Chef’s Surprise: Jacques Pepin

April 28, 2019

Text by Maria LaPiana    Photography by Tom Hopkins

Food has been Jacques Pépin’s muse for seventy years, since he first apprenticed at the Grand Hotel de L’Europe near Lyon, France, at the age of thirteen. A love of fresh, sustainable food and a mastery of French cooking have defined his distinguished career as a celebrated chef, instructor, author, and one of TV’s first foodie fan favorites. He has hosted fourteen popular public television cooking shows (so far), including Julia and Jacques Cooking at Home, with Julia Child back in 2000, and has been in the culinary spotlight for most of his adult life.

Pépin eats, sleeps, and breathes food. But for some fifty years, another thing has also inspired him: art. His interest in it began casually; he started sketching and painting “here and there, only when I was in the mood,” he says. His subjects: mostly food, flowers, abstracts, tablescapes, menus, and chickens.

For an accidental artist, Pépin has been prolific. Now, through his online gallery, The Artistry of Jacques Pépin, he is making some of his favorite works available for sale. A portion of the sales of his signed fine art giclées, original paintings, and lithographs supports efforts in sustainability and culinary education for underserved communities. Two of the organizations that benefit are Wholesome Wave, a Bridgeport-based nonprofit that provides affordable access to locally and regionally grown foods, and the artist’s own Jacques Pépin Foundation, dedicated to advancing culinary training for some of the country’s neediest men and women.

The chef and artist, who lives in Madison with Gloria, his wife of fifty-three years, recently shared his thoughts on his art. Why, after a half-century, is he selling his work now? It’s simple: the eighty-three-year-old has more time to paint. “Also, Tom [Hopkins, his friend and personal photographer] is doing all the hard work of cataloging my paintings, and essentially taking care of the project,” he explains.

Pépin, who doesn’t consider himself a professional artist, compares process in the studio to process in the kitchen. “Creativity in the kitchen doesn’t come out of chaos. It’s based on practice and technique,” he says. “And yet, technique will only take you so far. It’s true that some of our greatest painters rejected technique, the formal training they had, but in order to reject something, you have to acquire it first.
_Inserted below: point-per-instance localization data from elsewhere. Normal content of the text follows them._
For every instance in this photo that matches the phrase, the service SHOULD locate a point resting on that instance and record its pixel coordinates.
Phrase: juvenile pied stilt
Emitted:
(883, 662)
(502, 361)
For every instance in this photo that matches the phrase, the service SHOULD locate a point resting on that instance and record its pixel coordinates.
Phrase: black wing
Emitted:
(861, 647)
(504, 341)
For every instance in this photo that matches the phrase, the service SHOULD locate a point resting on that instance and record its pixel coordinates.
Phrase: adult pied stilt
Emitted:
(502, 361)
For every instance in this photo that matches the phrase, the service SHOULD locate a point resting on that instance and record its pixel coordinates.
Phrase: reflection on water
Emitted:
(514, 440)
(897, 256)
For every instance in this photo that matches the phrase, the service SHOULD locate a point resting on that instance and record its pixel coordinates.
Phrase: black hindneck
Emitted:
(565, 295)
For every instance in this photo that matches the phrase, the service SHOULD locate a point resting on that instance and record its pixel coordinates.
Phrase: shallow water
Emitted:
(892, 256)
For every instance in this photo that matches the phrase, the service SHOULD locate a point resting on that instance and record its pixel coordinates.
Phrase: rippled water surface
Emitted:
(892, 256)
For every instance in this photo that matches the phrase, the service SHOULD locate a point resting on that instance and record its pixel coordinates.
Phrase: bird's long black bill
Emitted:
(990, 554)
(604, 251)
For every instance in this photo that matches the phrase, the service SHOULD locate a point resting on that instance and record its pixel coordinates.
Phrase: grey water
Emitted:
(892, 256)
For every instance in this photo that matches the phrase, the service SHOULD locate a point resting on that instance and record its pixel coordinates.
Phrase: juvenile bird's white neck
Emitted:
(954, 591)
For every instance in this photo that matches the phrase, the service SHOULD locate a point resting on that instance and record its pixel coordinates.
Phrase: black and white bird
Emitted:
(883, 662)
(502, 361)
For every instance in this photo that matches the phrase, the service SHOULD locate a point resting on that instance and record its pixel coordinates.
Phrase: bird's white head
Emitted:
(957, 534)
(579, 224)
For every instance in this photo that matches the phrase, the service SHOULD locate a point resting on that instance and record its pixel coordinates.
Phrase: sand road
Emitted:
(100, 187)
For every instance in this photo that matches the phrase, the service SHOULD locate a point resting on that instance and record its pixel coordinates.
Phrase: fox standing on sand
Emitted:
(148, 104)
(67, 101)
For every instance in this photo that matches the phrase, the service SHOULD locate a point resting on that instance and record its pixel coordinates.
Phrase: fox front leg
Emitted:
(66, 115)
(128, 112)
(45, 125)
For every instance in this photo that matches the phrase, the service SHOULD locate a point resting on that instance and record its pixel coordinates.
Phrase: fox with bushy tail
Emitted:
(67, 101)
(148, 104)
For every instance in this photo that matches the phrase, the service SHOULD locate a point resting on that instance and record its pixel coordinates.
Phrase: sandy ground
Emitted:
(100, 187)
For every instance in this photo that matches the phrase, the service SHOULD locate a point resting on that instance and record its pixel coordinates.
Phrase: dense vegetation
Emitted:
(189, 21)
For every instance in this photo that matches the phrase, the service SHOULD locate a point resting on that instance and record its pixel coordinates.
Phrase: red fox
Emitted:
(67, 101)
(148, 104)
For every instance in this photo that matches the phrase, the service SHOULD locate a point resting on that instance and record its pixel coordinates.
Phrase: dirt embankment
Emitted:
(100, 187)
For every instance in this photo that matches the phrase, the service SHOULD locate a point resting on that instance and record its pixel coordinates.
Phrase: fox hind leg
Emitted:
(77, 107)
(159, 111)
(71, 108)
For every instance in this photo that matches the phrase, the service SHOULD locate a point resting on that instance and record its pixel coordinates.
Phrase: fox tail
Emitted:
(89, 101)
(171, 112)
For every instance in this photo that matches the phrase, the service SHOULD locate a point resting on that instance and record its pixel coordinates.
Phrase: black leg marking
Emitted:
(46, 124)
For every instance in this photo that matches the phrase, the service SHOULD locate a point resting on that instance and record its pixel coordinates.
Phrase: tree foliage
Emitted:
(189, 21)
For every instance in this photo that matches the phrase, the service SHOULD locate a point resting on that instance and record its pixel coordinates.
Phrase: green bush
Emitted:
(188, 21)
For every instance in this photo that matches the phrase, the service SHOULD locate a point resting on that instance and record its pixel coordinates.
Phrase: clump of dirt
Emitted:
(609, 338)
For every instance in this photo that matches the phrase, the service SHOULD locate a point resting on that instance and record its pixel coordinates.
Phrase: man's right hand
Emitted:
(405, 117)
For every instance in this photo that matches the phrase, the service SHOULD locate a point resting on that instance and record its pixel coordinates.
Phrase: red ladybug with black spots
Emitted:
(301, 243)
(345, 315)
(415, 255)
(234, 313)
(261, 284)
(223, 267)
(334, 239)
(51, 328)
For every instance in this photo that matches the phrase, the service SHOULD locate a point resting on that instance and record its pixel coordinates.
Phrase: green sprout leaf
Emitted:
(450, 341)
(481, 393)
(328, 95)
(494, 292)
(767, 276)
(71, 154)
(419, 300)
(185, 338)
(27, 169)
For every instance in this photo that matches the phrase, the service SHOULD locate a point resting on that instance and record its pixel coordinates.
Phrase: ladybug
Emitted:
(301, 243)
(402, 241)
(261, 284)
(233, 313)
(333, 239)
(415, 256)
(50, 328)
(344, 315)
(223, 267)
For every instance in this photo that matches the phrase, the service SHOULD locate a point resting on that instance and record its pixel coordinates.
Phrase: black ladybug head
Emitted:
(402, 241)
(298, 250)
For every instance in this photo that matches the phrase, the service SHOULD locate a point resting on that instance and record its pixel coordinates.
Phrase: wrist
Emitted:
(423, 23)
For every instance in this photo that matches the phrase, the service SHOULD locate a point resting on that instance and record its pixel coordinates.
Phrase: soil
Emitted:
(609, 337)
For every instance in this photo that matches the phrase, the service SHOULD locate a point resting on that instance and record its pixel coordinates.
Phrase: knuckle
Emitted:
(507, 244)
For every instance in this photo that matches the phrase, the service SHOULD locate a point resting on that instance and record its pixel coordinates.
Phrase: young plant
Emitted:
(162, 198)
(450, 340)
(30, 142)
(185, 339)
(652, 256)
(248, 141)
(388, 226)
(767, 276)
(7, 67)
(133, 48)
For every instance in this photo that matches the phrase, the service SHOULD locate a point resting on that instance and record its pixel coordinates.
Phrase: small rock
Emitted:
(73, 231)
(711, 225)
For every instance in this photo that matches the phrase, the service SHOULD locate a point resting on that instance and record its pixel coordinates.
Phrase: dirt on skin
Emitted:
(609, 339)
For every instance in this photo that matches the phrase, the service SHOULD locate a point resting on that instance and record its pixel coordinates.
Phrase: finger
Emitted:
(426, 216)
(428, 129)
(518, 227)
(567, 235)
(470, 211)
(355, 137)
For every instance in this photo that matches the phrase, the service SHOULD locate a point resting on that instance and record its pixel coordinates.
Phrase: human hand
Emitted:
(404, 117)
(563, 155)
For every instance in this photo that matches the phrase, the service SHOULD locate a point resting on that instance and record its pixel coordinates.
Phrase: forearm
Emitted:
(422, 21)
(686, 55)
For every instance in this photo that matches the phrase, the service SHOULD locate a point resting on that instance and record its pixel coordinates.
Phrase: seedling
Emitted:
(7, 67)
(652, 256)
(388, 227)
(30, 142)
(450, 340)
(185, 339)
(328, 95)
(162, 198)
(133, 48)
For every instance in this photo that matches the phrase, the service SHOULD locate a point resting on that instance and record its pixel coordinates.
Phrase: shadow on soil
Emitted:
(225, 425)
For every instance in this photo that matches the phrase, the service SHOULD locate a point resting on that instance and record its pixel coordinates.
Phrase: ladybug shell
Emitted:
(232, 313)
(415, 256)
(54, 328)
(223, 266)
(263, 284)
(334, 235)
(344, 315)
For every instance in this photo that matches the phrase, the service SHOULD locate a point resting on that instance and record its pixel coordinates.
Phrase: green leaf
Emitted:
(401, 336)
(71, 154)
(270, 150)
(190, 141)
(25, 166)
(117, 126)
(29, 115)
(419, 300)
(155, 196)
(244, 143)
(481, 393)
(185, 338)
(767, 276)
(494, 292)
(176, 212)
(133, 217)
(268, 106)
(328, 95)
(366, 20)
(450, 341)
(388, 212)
Otherwise, there’s nothing to reject.”

What he may lack in technique at the easel, he makes up in intuition and authenticity. He usually paints with acrylics but sometimes dilutes them to a watercolor consistency. He works from still life and from memory. And while it’s not easy to pin down his “style,” the one thing that’s a constant in his paintings is joy.

“I just never know exactly where a painting will go,” he says. “I start with something I like—two potatoes, or a leek—and then I add color here, there. It’s like preparing a dish. You taste and add, taste and add.”

In the end, if it makes him happy, then it’s done.

Menus are among his favorite subjects. That’s because he’s been writing down his own menus, sketching in the borders, and journaling about every important meal he’s shared with family and friends for more than half a century. “I have twelve large books filled with menus,” he says. “My daughter turned fifty last year, and I can tell you what she had for her third birthday. I can see my mother and two brothers again in my books. They tell the story of a life.”

He offers a book, simply called Menus, that is a collection of some of his favorite paintings framing blank pages on which you can commemorate your own meals with loved ones. It’s more than a practical reminder of dishes served; the book over time can become a treasure trove of one’s own memories.

From ripe fruits and vegetables to lovely landscapes and whimsical chickens (an especially popular subject), Pépin’s cheerful kitchen art is a delight. Some limited-edition prints have sold out quickly, a surprise to the artist. “I have to admit,” he says, “I’m a bit astonished that people want them at all.”